Whether interpreting a local ordinance or state statute, the standard rules of statutory construction apply.[10] The primary goal in interpreting statutes is “to give effect to the legislative intent, as evidenced by the plain language, in light of the purpose the statute was meant to achieve.”[11] That necessarily includes that courts “construe statutes in a manner that renders all parts thereof relevant and meaningful.”[12]

Here, the Neighbors’ interpretation is impermissible. Both state law and the Town’s subdivision ordinances make a clear distinction between property that has been subdivided, and property that has not. However, considering the history of private property deriving title from public land-grants, as discussed, the Neighbors’ interpretation would mean that all privately owned property within the State of Utah generally, and in particular the Town of Big Water specifically, would be considered subdivided land insofar as some map or plat depicting the tracts divided off from larger public lands was recorded. As applied, such an interpretation renders the Town’s distinction of subdivided and unsubdivided parcels in its subdivision ordinance meaningless.

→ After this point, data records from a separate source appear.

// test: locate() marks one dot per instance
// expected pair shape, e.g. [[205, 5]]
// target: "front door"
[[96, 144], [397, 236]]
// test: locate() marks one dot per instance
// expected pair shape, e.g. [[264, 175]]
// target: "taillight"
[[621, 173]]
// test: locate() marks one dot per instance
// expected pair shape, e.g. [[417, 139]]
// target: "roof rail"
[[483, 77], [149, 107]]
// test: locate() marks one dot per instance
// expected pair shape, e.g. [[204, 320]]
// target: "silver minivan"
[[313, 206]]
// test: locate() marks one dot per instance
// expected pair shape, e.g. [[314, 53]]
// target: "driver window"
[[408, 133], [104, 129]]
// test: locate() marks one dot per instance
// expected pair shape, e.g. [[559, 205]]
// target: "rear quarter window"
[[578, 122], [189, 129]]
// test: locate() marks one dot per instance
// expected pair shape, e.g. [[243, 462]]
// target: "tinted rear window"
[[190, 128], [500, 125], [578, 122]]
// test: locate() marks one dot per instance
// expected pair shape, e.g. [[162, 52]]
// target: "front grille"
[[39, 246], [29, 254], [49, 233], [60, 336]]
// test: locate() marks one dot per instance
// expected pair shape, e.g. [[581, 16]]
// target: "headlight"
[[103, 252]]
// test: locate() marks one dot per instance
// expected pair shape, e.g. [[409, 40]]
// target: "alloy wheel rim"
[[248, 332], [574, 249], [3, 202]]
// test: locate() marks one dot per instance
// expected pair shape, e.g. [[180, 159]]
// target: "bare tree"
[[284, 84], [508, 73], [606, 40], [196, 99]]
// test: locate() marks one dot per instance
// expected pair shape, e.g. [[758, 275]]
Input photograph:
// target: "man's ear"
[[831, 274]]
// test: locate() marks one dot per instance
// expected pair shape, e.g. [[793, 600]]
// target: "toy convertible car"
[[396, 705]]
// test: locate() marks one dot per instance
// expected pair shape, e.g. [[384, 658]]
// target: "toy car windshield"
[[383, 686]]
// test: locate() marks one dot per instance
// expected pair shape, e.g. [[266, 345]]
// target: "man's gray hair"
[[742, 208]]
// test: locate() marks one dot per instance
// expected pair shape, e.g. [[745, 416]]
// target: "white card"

This is not the meaning of “subdivision” or “subdivided lands” under Utah Code, and, in turn, the Town’s subdivision ordinance. In looking to the definition of “subdivided land” that references a “recorded subdivision plat,”[13] the Neighbors overlook that “Plat” is defined as a professionally prepared map or other geographical representation of land “mad[e] and prepare[d] in accordance with Section 10-9a-603”[14]—which details plat requirements for land use approval of a subdivision under local subdivision ordinances.

A subdivision therefore does not refer to any division of land; rather, it relates to the recorded division of land as approved by a land use authority pursuant to a regulatory scheme. This is made even more apparent by the recent legislative changes to statutory language that clarifies some terms relevant to subdivisions.[15]

Here, because the BLM’s internal survey and division of land tracts for conveyance to private ownership—done years prior to the Town’s incorporation—was not made pursuant to any regulatory scheme of a local land use authority, such divisions are not considered a subdivision under Utah law. As such, approving the Crowther parcel joinder/lot consolidation did not violate the provision in Town ordinances prohibiting joinder or consolidation of subdivided lots.[16]

III.     Right-of-Way Dispute

A point of dispute on the proposed subdivision development is the accounting for existing public streets and other rights-of-way in the approval process.

Here, the Neighbors argue that Big Water’s acceptance of a subdivision plat that vacates or accepts dedication of roads and easements that interferes with the patented rights-of-way to extinguish their rights would amount to a taking. This may have arguably been a concern with the initial, withdrawn application that proposed relocating the patent rights-of-way, but the revised preliminary plat that was actually approved by the Town appears to make this point moot. While the plans only propose to improve a half-width of certain portions of the patent rights-of-way, the plat nevertheless clearly depicts and accounts for the full width of the entire portion of the rights-of-way as described in the land patents. The Neighbors’ concern with the Town’s approval as it relates to the rights-of-way is wholly limited to speculation as to some future action the Town may take in derogation of their purported easement rights—which is not ripe for consideration.  

Despite this, the parties have each carefully articulated their respective positions on whether the land patent rights-of-way constitute a dedication of a public right-of-way, a reservation of a private easement, neither, or both—and appear interested in having the Ombudsman’s Office weigh in.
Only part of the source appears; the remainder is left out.